Rs 880 tn investment in infra by 2047 for high growth: Govt

According to an estimate presented to the Council of Ministers this week, it was stated that India would require an investment of Rs 845-880 trillion between 2023 and 2047 to achieve infrastructure development and financial growth similar to that of China. The estimate recommended a roadmap for enhancing key infrastructures in order to meet future needs. The targets include increasing the length of highways by 1.6 times, expanding port capacity fourfold, and doubling the railway network. This includes the construction of 20,000 km of elevated tracks and 4,500 km of bullet train corridors within the next 24 years. Additionally, there are plans to increase the number of Vande Bharat trains to 4,500 and install Kavach, an indigenous anti-collision system, in all trains.

Between 1995 and 2020, China witnessed significant growth in gross domestic product, air trips, Metro Rail lines, and rail freight. The estimates highlight that approximately 56% of the projected investment, which amounts to around Rs 490 trillion, will be required for upgrading urban infrastructure. This includes laying approximately 5,000 km of mass rapid transit systems (MRTS) across 75 cities, compared to the existing network of only 750 km in 27 cities. Sources indicate that the focus will be on the Central government utilising the Finance Commission (FC) and Centrally Sponsored Schemes (CSS) devolutions to encourage reforms in governance, planning, and finances of the urban local bodies (ULBs).

According to the roadmap, the government aims to achieve 100% e-governance in all towns and implement digital property tax collection with regular assessments. The target is also set to have at least one Indian city among the top 100 livable cities worldwide by 2030, and five cities by 2047.

Government projections suggest that the number of Indian towns with a population of over one lakh would increase to 980 by 2040 and 1,500 by 2047.

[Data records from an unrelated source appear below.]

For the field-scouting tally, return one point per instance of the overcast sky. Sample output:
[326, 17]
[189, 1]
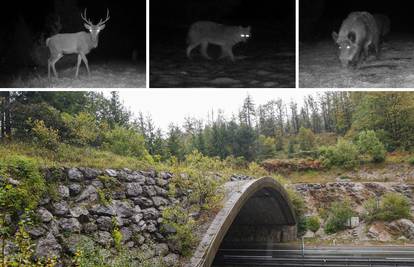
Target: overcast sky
[168, 106]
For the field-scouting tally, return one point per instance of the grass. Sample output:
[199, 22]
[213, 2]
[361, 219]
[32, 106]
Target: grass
[70, 156]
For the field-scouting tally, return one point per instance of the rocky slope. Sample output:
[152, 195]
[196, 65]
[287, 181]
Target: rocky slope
[319, 196]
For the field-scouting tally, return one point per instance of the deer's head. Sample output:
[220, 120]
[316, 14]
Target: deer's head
[95, 29]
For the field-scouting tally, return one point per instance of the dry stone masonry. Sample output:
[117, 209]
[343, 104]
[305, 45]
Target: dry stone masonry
[134, 203]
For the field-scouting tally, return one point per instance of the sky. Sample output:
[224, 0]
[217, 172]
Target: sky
[168, 106]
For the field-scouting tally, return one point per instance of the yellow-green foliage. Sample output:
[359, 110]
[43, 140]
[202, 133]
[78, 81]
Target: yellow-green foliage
[28, 188]
[391, 206]
[126, 142]
[89, 254]
[117, 236]
[343, 154]
[24, 249]
[313, 223]
[83, 128]
[369, 144]
[196, 174]
[338, 215]
[45, 136]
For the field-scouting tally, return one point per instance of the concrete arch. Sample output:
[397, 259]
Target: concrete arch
[237, 196]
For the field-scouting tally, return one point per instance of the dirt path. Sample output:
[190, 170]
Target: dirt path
[113, 75]
[320, 67]
[262, 66]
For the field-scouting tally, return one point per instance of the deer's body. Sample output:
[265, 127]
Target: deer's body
[71, 43]
[80, 43]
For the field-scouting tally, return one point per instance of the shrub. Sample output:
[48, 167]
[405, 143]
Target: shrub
[313, 223]
[125, 142]
[391, 206]
[179, 219]
[338, 215]
[83, 128]
[394, 206]
[23, 185]
[117, 236]
[368, 143]
[289, 165]
[306, 139]
[199, 179]
[44, 136]
[299, 208]
[343, 154]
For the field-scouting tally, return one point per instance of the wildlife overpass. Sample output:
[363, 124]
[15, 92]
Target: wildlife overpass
[254, 211]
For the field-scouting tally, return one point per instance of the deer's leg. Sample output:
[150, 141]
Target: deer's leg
[78, 65]
[190, 48]
[85, 60]
[204, 47]
[52, 62]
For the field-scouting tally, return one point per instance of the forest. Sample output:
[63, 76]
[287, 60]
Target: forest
[57, 130]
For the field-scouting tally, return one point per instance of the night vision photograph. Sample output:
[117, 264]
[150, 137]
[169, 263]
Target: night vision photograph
[356, 44]
[216, 44]
[73, 44]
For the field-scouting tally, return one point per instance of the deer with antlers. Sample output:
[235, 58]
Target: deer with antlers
[80, 43]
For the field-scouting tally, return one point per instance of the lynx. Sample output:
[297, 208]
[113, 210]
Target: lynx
[207, 32]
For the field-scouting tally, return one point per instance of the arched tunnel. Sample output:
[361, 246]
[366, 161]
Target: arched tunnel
[256, 214]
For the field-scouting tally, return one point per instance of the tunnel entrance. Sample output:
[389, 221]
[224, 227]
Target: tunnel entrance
[265, 222]
[255, 213]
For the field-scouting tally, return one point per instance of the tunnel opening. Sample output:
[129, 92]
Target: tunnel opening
[265, 222]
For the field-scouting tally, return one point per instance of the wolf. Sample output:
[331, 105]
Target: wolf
[358, 33]
[207, 32]
[383, 24]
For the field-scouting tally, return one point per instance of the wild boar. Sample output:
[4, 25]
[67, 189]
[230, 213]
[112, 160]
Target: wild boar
[358, 33]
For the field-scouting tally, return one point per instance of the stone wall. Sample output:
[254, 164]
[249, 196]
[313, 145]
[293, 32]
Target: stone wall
[89, 202]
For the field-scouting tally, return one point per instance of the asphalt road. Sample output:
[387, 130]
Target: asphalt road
[320, 256]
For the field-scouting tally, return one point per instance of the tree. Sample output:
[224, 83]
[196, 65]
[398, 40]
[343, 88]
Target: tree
[174, 145]
[306, 139]
[247, 113]
[390, 114]
[369, 144]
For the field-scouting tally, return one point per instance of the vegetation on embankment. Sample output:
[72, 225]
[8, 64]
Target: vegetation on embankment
[332, 136]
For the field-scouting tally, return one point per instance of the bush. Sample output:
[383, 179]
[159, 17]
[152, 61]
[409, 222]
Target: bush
[289, 165]
[125, 142]
[338, 215]
[22, 185]
[199, 179]
[313, 223]
[343, 154]
[83, 128]
[44, 136]
[299, 208]
[368, 143]
[394, 206]
[391, 206]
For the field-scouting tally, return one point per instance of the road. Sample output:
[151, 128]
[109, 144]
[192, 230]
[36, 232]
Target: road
[320, 256]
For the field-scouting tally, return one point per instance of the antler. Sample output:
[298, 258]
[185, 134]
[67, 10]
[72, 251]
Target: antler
[83, 16]
[107, 18]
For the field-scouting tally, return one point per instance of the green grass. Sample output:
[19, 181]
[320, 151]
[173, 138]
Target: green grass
[70, 156]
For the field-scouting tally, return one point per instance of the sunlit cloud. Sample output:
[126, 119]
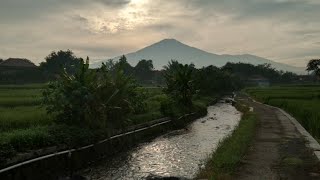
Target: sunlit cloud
[282, 30]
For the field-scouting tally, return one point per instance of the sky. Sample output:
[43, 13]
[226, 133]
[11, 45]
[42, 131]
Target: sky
[286, 31]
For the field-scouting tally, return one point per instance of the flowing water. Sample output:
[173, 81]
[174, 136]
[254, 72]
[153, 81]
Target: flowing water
[179, 153]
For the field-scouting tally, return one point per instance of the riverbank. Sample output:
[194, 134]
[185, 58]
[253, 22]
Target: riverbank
[229, 153]
[302, 102]
[177, 154]
[27, 131]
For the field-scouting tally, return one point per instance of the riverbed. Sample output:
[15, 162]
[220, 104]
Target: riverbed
[179, 153]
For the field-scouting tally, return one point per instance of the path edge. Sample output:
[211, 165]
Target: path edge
[311, 143]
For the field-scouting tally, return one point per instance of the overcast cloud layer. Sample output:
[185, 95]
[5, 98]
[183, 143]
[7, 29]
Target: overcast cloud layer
[286, 31]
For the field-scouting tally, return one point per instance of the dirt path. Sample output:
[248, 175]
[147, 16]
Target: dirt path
[278, 150]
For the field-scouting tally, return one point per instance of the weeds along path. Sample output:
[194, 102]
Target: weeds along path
[278, 150]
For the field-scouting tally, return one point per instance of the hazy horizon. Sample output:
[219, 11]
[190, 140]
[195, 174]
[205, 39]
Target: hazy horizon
[284, 31]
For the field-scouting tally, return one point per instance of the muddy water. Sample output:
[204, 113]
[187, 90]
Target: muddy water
[176, 154]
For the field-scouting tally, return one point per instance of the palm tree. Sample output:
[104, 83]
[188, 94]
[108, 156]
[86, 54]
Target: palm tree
[179, 79]
[313, 65]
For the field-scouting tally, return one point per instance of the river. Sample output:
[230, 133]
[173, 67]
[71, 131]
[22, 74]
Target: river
[179, 153]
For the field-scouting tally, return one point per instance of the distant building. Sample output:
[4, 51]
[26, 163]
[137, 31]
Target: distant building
[258, 81]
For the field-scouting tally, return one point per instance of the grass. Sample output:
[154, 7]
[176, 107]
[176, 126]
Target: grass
[302, 102]
[23, 117]
[231, 150]
[25, 125]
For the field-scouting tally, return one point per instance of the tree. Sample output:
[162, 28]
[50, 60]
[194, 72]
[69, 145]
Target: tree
[95, 98]
[313, 66]
[180, 84]
[143, 71]
[55, 62]
[124, 65]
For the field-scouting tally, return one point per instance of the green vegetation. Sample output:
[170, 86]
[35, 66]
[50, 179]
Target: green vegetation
[82, 105]
[231, 150]
[302, 102]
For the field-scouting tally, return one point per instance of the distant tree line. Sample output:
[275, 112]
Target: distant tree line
[143, 72]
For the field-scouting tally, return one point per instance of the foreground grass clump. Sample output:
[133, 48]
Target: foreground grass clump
[232, 149]
[302, 102]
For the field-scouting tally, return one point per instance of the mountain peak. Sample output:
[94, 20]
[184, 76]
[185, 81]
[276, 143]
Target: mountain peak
[169, 41]
[167, 49]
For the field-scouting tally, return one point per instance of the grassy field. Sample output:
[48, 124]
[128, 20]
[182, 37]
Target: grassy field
[25, 125]
[302, 102]
[231, 150]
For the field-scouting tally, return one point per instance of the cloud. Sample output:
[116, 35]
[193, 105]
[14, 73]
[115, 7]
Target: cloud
[283, 30]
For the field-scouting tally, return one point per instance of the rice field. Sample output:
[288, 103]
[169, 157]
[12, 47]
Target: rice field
[302, 102]
[25, 125]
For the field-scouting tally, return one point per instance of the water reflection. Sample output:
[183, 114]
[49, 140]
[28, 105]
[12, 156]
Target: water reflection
[179, 153]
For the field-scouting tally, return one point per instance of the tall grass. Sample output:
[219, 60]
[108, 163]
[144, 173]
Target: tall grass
[301, 102]
[231, 150]
[22, 117]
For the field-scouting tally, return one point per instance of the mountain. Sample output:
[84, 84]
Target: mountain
[167, 49]
[17, 62]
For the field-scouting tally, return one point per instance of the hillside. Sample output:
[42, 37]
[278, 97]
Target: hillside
[17, 62]
[167, 49]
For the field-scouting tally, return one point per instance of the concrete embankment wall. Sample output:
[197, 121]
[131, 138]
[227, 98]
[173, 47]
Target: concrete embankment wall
[64, 163]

Currently, there are 770 such towns across the country.

A source revealed that faster and seamless mobility, reducing the logistics cost to 8% of the GDP, and minimising transportation time have been identified as the major areas of focus. For instance, the group of secretaries on infrastructure has proposed setting a target for barrier-free and multimodal tickets, as well as intra-city mass transit options reachable within a 10-minute walk.